The specific model name of the CPU (e.g., ‘Intel Core i9’).

cuda_available: bool | None

Indicates whether a CUDA-enabled GPU is accessible to PyTorch.

gpu_count: int | None

The total number of GPUs available on the system.

gpu_name: str | None

The model name of the primary GPU detected (e.g., ‘NVIDIA RTX 4090’).

machine: str

The hardware architecture of the machine (e.g., ‘x86_64’, ‘AMD64’).

os: str

The name of the operating system (e.g., ‘Linux’, ‘Windows’).

os_version: str

The specific release version of the operating system.

processor: str

The processor family or detailed name provided by the system.

python_version: str

The version of Python currently running the tracker.

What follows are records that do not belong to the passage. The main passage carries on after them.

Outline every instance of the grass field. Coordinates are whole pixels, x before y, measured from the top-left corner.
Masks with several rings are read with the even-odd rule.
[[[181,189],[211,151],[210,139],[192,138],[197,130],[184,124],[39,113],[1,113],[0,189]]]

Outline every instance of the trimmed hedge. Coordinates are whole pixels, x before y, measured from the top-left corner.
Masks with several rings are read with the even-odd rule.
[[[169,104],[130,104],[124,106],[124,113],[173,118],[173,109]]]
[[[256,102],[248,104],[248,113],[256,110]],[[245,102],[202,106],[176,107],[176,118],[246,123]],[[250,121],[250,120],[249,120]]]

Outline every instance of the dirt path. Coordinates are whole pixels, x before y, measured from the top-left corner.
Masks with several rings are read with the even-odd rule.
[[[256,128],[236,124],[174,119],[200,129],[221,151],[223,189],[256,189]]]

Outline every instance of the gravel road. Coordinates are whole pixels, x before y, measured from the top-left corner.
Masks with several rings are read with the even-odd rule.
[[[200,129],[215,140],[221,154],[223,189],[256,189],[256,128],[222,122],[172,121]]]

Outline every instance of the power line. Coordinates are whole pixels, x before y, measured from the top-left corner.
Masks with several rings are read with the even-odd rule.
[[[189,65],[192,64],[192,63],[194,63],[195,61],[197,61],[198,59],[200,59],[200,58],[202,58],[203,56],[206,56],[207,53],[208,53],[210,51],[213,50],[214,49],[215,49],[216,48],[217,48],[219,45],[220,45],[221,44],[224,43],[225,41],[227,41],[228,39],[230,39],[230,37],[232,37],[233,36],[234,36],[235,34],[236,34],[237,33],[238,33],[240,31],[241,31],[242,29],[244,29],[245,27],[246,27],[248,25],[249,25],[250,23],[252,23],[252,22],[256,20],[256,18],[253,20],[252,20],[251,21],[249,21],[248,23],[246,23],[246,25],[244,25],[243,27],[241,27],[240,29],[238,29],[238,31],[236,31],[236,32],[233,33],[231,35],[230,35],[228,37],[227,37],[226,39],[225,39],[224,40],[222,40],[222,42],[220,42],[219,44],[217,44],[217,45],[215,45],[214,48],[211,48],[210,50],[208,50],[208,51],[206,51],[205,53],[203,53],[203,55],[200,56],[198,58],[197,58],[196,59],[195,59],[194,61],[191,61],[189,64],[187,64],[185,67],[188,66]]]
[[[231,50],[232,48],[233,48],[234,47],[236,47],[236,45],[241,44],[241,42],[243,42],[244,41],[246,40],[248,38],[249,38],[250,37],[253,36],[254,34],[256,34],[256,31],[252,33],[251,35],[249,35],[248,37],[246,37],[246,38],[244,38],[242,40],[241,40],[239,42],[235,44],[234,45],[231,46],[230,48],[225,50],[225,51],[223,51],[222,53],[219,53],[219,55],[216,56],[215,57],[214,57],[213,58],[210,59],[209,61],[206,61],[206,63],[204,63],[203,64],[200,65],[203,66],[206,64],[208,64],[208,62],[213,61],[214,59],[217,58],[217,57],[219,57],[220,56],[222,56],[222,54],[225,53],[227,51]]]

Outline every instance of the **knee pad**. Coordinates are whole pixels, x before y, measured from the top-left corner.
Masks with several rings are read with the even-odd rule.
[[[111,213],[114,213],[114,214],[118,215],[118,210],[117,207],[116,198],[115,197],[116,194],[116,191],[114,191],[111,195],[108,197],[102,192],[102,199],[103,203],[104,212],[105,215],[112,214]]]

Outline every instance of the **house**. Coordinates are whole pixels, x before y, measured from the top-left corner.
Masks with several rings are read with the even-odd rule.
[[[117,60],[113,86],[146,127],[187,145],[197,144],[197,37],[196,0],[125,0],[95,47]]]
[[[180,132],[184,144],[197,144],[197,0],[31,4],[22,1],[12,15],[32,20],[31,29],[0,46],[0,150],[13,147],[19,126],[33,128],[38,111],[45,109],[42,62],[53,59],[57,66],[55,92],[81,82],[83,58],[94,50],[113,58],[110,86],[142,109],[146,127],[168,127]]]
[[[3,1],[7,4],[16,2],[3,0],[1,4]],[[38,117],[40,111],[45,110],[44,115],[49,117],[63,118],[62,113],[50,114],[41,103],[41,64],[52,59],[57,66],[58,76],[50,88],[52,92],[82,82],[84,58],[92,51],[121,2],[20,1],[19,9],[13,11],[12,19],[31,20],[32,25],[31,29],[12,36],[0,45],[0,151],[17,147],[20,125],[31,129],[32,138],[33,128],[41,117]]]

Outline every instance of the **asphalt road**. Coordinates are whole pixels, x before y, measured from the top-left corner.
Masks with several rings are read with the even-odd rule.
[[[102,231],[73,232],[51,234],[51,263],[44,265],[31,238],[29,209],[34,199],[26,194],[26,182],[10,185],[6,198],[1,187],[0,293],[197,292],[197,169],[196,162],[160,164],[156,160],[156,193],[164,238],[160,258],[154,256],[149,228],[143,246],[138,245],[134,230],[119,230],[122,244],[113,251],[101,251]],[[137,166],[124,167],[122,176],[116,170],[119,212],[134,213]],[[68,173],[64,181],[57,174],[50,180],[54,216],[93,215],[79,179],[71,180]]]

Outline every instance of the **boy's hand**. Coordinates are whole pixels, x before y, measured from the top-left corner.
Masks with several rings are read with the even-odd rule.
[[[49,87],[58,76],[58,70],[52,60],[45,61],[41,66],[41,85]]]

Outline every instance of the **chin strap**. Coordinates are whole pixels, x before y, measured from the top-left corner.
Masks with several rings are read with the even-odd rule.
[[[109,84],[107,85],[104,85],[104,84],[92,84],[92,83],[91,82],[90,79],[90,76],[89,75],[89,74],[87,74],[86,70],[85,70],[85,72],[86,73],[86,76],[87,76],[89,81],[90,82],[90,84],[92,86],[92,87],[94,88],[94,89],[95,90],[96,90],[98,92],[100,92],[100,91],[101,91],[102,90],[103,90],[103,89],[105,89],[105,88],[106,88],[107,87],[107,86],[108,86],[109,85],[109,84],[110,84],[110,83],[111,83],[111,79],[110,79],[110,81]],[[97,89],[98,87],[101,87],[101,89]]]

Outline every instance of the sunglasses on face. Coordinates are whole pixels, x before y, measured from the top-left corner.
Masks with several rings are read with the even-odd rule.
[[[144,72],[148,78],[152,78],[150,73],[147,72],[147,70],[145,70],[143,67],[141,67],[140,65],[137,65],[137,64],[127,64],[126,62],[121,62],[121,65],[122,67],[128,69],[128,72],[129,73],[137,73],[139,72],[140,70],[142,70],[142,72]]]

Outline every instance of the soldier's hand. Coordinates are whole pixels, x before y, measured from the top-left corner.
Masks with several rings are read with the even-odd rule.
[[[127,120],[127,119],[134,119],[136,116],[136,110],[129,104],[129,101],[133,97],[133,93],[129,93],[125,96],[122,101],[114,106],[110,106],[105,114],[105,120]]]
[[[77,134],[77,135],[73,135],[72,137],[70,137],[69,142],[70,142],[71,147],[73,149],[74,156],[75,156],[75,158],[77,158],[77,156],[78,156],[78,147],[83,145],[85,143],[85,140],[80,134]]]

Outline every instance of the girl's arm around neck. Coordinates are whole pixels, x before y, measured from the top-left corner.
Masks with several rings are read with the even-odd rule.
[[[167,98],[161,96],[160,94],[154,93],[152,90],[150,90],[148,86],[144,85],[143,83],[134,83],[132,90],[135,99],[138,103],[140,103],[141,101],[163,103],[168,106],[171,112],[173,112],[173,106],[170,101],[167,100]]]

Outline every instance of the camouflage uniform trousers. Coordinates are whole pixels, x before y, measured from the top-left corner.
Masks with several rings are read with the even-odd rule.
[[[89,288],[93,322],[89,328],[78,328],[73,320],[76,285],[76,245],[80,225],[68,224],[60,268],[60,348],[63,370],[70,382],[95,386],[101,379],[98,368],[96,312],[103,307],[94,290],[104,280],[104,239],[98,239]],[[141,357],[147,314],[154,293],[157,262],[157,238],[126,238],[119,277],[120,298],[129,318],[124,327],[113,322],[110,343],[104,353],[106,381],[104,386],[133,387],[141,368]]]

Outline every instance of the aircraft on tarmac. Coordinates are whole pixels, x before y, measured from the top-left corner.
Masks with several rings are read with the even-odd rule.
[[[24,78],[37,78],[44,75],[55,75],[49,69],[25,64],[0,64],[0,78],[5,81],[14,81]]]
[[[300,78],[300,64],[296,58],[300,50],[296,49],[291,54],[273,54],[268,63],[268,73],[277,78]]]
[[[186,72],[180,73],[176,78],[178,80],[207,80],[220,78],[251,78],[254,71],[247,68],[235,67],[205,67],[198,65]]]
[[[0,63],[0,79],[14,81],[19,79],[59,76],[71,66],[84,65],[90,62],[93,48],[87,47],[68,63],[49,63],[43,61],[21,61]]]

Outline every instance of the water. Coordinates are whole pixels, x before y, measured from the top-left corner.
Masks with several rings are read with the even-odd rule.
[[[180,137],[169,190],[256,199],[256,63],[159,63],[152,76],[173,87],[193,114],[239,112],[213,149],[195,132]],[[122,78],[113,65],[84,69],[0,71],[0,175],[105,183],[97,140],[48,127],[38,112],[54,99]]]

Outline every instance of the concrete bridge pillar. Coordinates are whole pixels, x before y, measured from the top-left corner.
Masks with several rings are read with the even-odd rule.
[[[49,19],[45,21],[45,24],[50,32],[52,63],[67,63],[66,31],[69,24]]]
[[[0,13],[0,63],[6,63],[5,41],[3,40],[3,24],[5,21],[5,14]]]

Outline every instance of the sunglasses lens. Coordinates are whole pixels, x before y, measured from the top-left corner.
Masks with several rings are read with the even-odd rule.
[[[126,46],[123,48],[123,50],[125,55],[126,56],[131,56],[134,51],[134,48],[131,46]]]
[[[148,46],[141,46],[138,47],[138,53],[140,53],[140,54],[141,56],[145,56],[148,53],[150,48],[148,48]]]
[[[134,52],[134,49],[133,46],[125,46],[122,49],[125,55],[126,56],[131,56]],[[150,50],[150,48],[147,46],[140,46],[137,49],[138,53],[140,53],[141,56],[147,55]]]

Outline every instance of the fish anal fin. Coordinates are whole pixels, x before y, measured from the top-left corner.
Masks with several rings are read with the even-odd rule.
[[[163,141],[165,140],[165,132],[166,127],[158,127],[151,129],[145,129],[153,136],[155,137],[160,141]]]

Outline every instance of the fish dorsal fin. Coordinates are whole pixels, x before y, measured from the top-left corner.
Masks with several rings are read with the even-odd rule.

ram_total_gb: float | None

The total amount of system RAM available, expressed in Gigabytes.

sklearn_version: str | None

The installed version of the Scikit-learn library.

torch_version: str | None

The installed version of the PyTorch library.

Configuration

class floppy.utils.wandb_configuration.WandbConfiguration(project_name: str, group_name: str, reporter_key: str)[source]

Configuration settings for Weights & Biases (WandB) integration. Used to synchronize real-time tracking of computational workloads.

group_name: str

The group name to organize multiple runs together in the W&B dashboard.

project_name: str

The name of the WandB project where the runs will be logged.

reporter_key: str

The API key used for authenticating with the WandB server.